Community colleges reaching out to high schools
09/19/2013 by Joey Cresta
PORTSMOUTH — The leaders of the Community College System of New Hampshire say they need to reach out more to high schools about what it's going to take to prepare young people for a work force that demands a strong base in math and science.
The community college system comprises seven schools across the state, including Great Bay Community College in Portsmouth. Ross Gittell, chancellor of the system, and Paul Holloway, chairman of CCSNH, met with the Portsmouth Herald editorial board Wednesday to discuss some of the system's latest initiatives.
Earlier this summer, Great Bay Community College opened a new satellite location in Rochester called the Advanced Technology and Academic Center.

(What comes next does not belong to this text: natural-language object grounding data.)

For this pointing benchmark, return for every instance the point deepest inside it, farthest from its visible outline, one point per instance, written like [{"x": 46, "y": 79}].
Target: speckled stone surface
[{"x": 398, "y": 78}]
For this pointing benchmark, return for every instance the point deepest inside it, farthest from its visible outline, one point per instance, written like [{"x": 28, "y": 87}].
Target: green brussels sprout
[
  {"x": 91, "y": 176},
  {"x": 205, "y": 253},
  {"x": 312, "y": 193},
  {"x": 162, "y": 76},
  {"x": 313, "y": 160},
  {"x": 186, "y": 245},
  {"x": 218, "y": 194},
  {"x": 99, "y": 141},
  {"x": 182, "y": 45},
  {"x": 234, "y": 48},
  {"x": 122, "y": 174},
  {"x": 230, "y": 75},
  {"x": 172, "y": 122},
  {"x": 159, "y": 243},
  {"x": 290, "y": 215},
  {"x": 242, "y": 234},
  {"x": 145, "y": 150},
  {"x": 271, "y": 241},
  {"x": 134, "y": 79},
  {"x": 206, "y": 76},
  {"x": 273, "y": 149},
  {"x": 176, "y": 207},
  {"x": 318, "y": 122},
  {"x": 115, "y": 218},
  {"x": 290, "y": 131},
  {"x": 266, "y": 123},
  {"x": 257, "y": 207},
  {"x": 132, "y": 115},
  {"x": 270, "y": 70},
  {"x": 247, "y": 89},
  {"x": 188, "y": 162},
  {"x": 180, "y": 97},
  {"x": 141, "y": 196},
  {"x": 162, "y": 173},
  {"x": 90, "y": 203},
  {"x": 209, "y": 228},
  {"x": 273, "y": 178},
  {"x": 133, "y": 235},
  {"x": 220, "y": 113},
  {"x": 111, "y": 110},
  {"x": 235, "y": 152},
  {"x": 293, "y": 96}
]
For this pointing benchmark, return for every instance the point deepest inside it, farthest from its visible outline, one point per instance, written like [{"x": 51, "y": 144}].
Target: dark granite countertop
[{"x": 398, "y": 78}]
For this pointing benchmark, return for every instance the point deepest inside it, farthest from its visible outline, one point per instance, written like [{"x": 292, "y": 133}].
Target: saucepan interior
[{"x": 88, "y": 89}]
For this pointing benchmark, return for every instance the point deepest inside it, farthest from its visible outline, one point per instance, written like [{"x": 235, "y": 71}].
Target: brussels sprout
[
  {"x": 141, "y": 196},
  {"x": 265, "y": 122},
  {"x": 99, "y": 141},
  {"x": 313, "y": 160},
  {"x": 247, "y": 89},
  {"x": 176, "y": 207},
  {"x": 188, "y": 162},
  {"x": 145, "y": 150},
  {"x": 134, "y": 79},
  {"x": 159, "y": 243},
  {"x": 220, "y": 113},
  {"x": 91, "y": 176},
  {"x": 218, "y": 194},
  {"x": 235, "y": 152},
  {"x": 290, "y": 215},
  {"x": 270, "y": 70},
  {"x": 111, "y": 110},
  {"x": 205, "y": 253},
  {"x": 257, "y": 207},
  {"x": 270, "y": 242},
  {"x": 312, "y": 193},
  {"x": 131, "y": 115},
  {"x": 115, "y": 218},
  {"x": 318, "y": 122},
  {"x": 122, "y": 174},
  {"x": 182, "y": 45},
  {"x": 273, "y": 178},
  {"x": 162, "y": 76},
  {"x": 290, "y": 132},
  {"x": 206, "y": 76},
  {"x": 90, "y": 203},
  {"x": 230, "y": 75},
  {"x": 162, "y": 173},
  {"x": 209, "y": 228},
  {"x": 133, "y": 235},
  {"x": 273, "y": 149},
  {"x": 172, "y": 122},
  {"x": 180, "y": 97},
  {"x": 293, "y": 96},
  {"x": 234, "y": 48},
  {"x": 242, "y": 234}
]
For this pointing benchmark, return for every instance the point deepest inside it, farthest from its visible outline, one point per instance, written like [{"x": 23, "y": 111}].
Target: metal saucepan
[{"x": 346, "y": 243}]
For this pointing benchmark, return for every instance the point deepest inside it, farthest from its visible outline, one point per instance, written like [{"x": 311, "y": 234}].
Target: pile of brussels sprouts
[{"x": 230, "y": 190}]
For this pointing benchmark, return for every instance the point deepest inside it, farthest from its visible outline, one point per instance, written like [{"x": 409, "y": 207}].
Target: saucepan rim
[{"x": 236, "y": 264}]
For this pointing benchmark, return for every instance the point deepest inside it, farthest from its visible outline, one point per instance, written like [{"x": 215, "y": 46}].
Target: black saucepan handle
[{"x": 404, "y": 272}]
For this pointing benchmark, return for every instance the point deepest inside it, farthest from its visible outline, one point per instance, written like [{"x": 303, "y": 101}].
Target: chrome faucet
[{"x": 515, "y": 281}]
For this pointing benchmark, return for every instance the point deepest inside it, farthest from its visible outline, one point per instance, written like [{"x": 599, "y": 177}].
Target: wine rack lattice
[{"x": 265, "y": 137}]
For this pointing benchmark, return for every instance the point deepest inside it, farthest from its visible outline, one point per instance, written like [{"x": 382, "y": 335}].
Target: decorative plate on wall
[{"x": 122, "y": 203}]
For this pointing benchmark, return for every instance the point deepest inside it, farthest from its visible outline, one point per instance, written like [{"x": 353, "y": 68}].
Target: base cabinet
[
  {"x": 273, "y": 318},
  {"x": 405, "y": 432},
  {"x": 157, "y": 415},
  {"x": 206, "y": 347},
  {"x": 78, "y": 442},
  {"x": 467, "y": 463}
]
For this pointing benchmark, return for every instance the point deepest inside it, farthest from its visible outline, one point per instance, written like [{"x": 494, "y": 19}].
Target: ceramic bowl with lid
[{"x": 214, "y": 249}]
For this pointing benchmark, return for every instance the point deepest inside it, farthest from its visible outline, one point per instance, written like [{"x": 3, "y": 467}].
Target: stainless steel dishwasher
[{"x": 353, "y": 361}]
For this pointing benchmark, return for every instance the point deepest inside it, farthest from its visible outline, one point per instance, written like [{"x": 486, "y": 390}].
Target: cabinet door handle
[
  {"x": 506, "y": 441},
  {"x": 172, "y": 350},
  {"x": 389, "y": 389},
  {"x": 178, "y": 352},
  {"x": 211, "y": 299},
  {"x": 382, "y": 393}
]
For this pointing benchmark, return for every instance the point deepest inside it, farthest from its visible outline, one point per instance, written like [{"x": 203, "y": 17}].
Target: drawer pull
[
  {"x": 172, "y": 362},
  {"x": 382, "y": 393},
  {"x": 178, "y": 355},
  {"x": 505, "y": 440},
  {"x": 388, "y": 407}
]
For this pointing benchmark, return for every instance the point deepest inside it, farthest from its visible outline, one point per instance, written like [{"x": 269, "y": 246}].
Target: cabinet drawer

The center provides an outlet for those living farther away from Portsmouth a chance to take general education or liberal arts courses, but its driving factor is the training opportunities it provides in advanced composite manufacturing.
The community college is collaborating with Rochester businesses Albany Engineered Composites and Safran, suppliers of components for the Boeing Dreamliner, providing those companies a pipeline of well-trained workers equipped with the skills in math and computer science that are required in advanced manufacturing jobs.
That pipeline was a crucial piece to a partnership that Gittell and Holloway said will create some 400 jobs for the state. However, both said more needs to be done to foster an appreciation for math much earlier than the college level. The community college system is looking to work with high schools to make that happen, they said.
"It's such a battle," Holloway said. "A lot of kids are scared of math."
One cost-effective program that has helped make some gains in this area is Running Start, a dual-enrollment program that provides students a means to take classes at their high school and receive both high school and college credit. Holloway said the program gives teenagers a sense of accomplishment and shows some who may not be confident in their skills that they are able to handle college-level work.
Community college officials are now in the midst of efforts to further reach out to high schools across the state. Gittell said they have identified two high schools in each community college area that have lower-than-desired postsecondary matriculation rates. In the Great Bay region, those high schools are in Dover and Rochester, he said.
The plan, Gittell said, is to meet with the principals of those schools and work to promote the affordable and alternative pathways to career success that CCSNH is providing. He and Holloway said they are hopeful their efforts will continue to steer young people toward the pipeline that is pumping out the state's skilled work force.
"We continue to be on a strong growth path," Gittell said.